European Journal of Cardio-Thoracic Surgery | 2003
G. Asimakopoulos; Sharif Al-Ruzzeh; Gareth Ambler; Rumana Z. Omar; Prakash P Punjabi; Mohamed Amrani; Kenneth M. Taylor
OBJECTIVE Risk stratification systems are used in cardiac surgery to estimate mortality risk for individual patients and to compare surgical performance between institutions or surgeons. This study investigates the suitability of six existing risk stratification systems for these purposes. METHODS Data on 5471 patients who underwent isolated coronary artery bypass grafting at two UK cardiac centres between 1993 and 1999 were extracted from a prospective computerised clinical data base. Of these patients, 184 (3.3%) died in hospital. In-hospital mortality risk scores were calculated for each patient using the Parsonnet score, the EuroSCORE, the ACC/AHA score and three UK Bayes models (old, new complex and new simple). The accuracy for predicting mortality at an institutional level was assessed by comparing total observed and predicted mortality.
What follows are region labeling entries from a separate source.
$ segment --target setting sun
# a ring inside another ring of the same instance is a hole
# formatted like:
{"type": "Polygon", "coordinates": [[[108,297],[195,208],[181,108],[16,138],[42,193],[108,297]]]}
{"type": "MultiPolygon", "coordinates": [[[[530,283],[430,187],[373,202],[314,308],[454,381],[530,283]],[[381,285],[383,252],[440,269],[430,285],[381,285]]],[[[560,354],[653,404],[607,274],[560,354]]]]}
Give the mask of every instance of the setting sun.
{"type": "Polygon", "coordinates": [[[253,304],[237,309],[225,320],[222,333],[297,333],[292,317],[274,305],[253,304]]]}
The accuracy of the risk scores for predicting mortality for a patient was assessed by the Hosmer-Lemeshow test. The receiver operating characteristic (ROC) curve was used to evaluate how well a system ranks the patient with respect to their risk of mortality and can be useful for patient management. RESULTS Both EuroSCORE and the simple Bayes model were reasonably accurate at predicting overall mortality. However predictive accuracy at the patient level was poor for all systems, although EuroSCORE was accurate for low to medium risk patients. Discrimination was fair with the following ROC areas: Parsonnet 0.73, EuroSCORE 0.76, ACC/AHA system 0.76, old Bayes 0.77, complex Bayes 0.76, simple Bayes 0.76. CONCLUSIONS This study suggests that two of the scores may be useful in comparing institutions. None of the risk scores provide accurate risk estimates for individual patients in the two hospitals studied although EuroSCORE may have some utility for certain patients. All six systems perform moderately at ranking the patients and so may be useful for patient management. More results are needed from other institutions to confirm that the EuroSCORE and the simple Bayes model are suitable for institutional risk-adjusted comparisons.